Para adentrarmos na visão que o consumidor possui ao utilizar os serviços de distribuição de energia elétrica partiremos da relação custo e benefício ou seja, a diferença entre os valores que o cliente recebe comprando e usando um produto, e os custos para obter este produto (MAYER, MARIANO e ANDRADE,2009).

A energia elétrica é um bem intangível e essa imaterialidade traz dificuldades para o entendimento do consumidor de que ela é produto que foi beneficiado, que há um custo para produzi-la e que há uma conta a ser paga, que não é simplesmente ligar o interruptor e fiat lux.

As empresas concessionárias atuam fazendo a distribuição (o serviço) desse bem para cada residência mediante o pagamento de uma taxa flutuante: quanto mais se consome mais caro é o serviço e mais alta é a conta a ser paga a cada mês.

No Brasil, o preço médio da energia elétrica residencial gira em torno de R$ 0,50/ kWh. É um dos mais elevados do mundo. Isto porque, a carga tributária (tributos e encargos) incidente sobre o setor elétrico nacional representam 45% do valor da tarifa paga pelo consumidor residencial.

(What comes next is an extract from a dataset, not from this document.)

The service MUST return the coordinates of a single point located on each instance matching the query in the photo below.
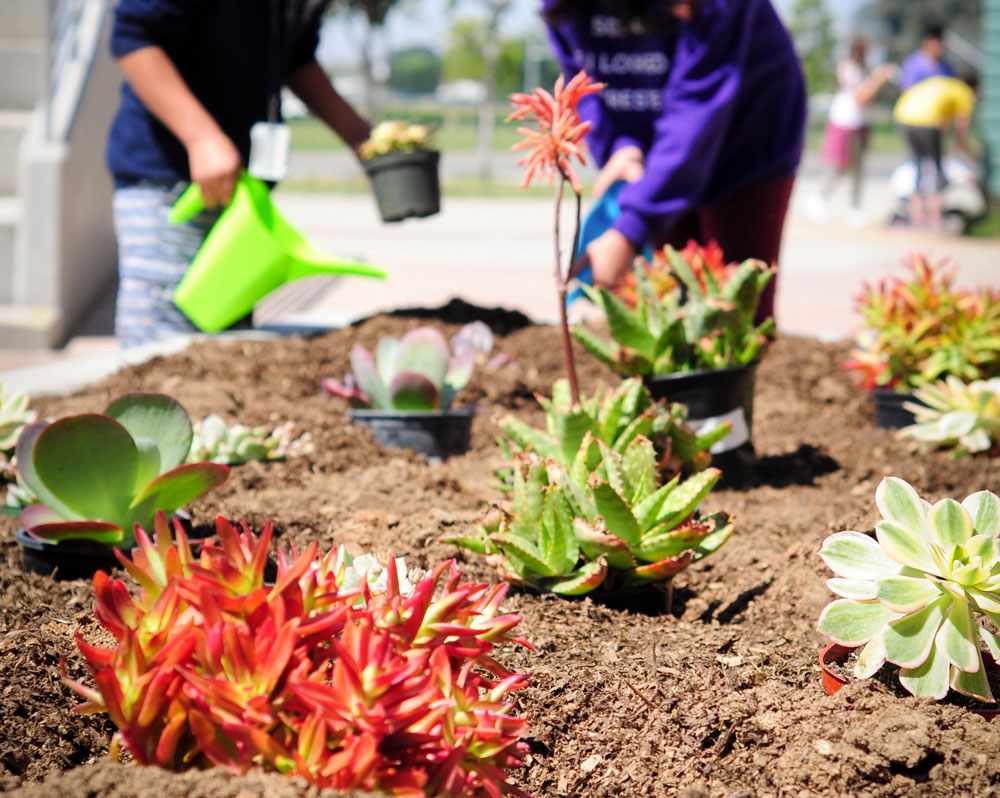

No cálculo da conta de luz estão integrados o ICMS (Imposto Sobre Circulação de Mercadorias e Serviços), que é um tributo de competência estadual, com alíquotas que variam de estado para estado; o PIS/PASEP (Programa de Integração Social / Programa de Formação do Patrimônio do Servidor Público) e COFINS (Contribuição para o Financiamento da Seguridade Social),tributos cobrados pelo Governo Federal e finalmente a contribuição social de iluminação pública - COSIP / CIP que é uma contribuição para o custeio do serviço de iluminação pública de responsabilidade dos Municípios e do Distrito Federal (ANEEL,2014).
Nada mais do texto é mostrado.